GA and LLNL Announce Partnership to Advance Power and Exhaust Handling in Fusion Pilot Plants
- Public-private partnership funded by US Department of Energy to advance capabilities using machine learning
San Diego, January 19. General Atomics (GA) and Lawrence Livermore National Laboratory (LLNL) have been awarded funding to advance power and particle exhaust capabilities in commercial-scale fusion energy pilot plants (FPPs) using machine learning.
A public-private partnership funded by the US Department of Energy (DOE), the Innovation Network for Fusion Energy (INFUSE) program promotes collaboration between private-sector fusion energy companies, universities, and the DOE’s national laboratories to accelerate research and develop cost-effective, innovative fusion energy technologies. The award was announced here.

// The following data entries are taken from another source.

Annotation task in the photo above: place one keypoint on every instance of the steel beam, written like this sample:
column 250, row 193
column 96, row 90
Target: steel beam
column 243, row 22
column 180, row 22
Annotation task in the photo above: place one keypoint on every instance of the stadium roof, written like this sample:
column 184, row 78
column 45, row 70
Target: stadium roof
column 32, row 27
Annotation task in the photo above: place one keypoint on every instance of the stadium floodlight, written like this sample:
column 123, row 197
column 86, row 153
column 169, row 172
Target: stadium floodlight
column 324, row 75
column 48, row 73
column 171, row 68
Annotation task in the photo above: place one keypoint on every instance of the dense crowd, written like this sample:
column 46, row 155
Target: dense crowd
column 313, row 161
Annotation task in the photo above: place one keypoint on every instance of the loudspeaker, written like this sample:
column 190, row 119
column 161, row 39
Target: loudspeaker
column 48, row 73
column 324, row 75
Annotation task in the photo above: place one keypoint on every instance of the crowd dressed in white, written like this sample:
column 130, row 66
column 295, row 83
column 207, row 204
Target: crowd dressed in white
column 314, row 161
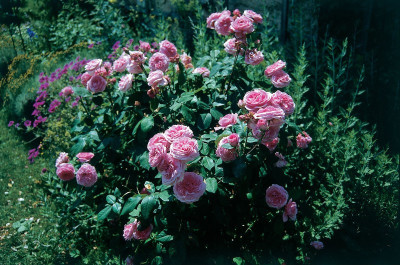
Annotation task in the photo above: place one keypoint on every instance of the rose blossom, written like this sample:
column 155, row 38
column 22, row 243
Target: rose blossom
column 256, row 99
column 156, row 154
column 190, row 188
column 318, row 245
column 224, row 153
column 214, row 17
column 253, row 57
column 86, row 175
column 242, row 25
column 257, row 18
column 171, row 169
column 84, row 157
column 85, row 78
column 144, row 46
column 290, row 211
column 274, row 68
column 177, row 131
column 158, row 138
column 284, row 101
column 226, row 121
column 202, row 70
column 65, row 171
column 67, row 91
column 96, row 84
column 125, row 83
column 168, row 48
column 280, row 79
column 131, row 231
column 156, row 78
column 303, row 141
column 276, row 196
column 270, row 113
column 159, row 61
column 185, row 149
column 93, row 65
column 223, row 25
column 62, row 158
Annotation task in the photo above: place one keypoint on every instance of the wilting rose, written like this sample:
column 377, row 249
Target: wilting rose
column 96, row 84
column 184, row 149
column 256, row 99
column 84, row 157
column 177, row 131
column 281, row 79
column 65, row 171
column 276, row 196
column 190, row 188
column 290, row 211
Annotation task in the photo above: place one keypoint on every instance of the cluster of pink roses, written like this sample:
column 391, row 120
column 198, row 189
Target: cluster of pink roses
column 86, row 174
column 279, row 78
column 169, row 152
column 239, row 25
column 277, row 197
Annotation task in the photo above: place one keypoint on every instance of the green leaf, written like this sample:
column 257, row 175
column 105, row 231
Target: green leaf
column 147, row 206
column 211, row 185
column 147, row 123
column 207, row 162
column 131, row 204
column 104, row 213
column 111, row 199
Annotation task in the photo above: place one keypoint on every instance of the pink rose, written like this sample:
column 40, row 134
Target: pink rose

Fusion is the process that powers the stars and offers the potential for nearly limitless clean, safe, and economic electricity. The process occurs when two light nuclei combine to form a new one, releasing vast amounts of energy. At-scale fusion energy holds the promise of replacing fossil fuel plants and providing always-on carbon-free electricity that will be critical to reaching net-zero emissions.
The Project
Researchers can create fusion using a tokamak, a device that uses heat, magnets, and microwaves to create a plasma—a highly ionized “soup” of charged particles that can be controlled by magnetic fields in a vacuum. Plasma must be heated to temperatures exceeding 100 million degrees Celsius, approximately ten times the temperature at the center of the sun, to achieve fusion conditions relevant for energy production.
However, plasma particles and their associated heat exhaust must be efficiently removed from the system. For this reason, tokamaks incorporate a device called a divertor that removes the exhaust from the edge regions of the plasma. The heat and particle flow along the magnetic field lines in the edge region is intense enough to damage the inside surfaces of the tokamak, as heat levels can exceed those found in a rocket engine nozzle.

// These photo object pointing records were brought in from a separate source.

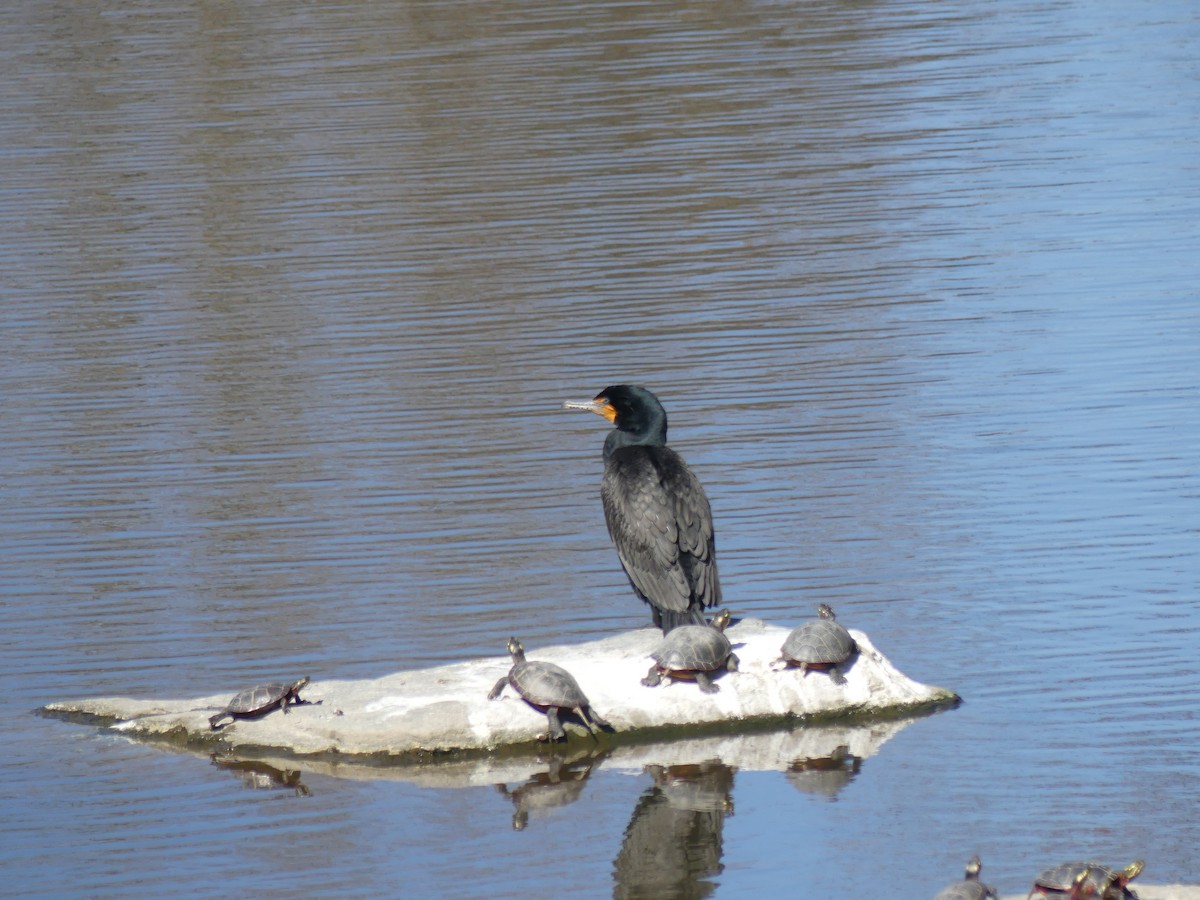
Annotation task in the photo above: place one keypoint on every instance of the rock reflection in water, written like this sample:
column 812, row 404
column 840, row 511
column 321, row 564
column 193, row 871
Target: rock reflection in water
column 675, row 839
column 258, row 775
column 825, row 775
column 559, row 785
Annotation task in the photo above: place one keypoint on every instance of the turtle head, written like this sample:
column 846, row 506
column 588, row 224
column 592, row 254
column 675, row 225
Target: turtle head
column 1129, row 873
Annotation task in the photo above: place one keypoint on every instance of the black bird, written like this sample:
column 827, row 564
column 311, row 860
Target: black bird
column 658, row 514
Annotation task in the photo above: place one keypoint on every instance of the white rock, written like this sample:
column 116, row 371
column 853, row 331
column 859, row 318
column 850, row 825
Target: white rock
column 447, row 708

The design of the divertor system is one of the critical challenges that must be overcome for a FPP and at-scale fusion energy. Current tools used for simulating the movement of exhaust away from the plasma core typically requires computing times exceeding several weeks.
GA’s partnership with LLNL will utilize machine learning methods trained on a database of plasma simulations to address this challenge. The results of the research will be used to improve the speed and effectiveness of GA’s FPP divertor design cycle.
The team will be led by Dr. Jonathan Yu, a staff scientist in GA’s FPP Design Hub, and Dr. Ben Zhu, a staff physicist in the Fusion Energy Sciences (FES) program at LLNL. Additional researchers from GA include Dr. Brian Grierson, Director of the Fusion Pilot Plant Design Hub, and Dr. Jerome Guterl, a staff scientist in the Theory and Computational Sciences Department. Additional researchers from LLNL’s FES program include Dr. Xueqiao Xu, Principal Physicist, and Dr. Menglong Zhao, Staff Physicist.
“The INFUSE award will give GA access to LLNL’s expertise in artificial intelligence and machine learning, which will speed up the design process, and provide LLNL scientists with the opportunity to help guide the design of the plant and move fusion technology toward reality,” said Dr. Yu.
“Bridging the gap between fusion reactor performance and divertor exhaust requirement is never a trivial task. The conventional design approach is extremely time-consuming and often requires constant human intervention. Our physics-model based machine learning approach can significantly accelerate the iterative reactor design process by providing a fast, robust, and reliable divertor plasma model,” said Dr. Zhu.
Accelerating Towards a Fusion Energy Pilot Plant
GA announced its concept for a fully integrated FPP in October 2022, envisioning a steady-state, compact advanced tokamak design. By utilizing a steady-state approach, the GA FPP would maintain the plasma for long periods of time, which would maximize efficiency, reduce maintenance costs, and increase the lifespan of the facility. Fueled primarily by isotopes of hydrogen found in seawater and capable of generating its own fuel during operation, the GA FPP would provide around-the-clock sustainable energy without any harmful emissions or long-lived waste.
GA was previously awarded funding under the INFUSE program for a collaboration with Savannah River National Laboratory (SRNL) to research methods for recycling tritium, one of the two hydrogen isotopes used as fusion fuel. The research integrates SRNL’s world-leading expertise in tritium fuel handling with GA’s proprietary Fusion Synthesis Engine software. GA’s concept for an advanced modular blanket would efficiently breed tritium as part of a self-sustaining fuel cycle utilizing silicon-carbide-based materials that can withstand the intense conditions within a high-power fusion device.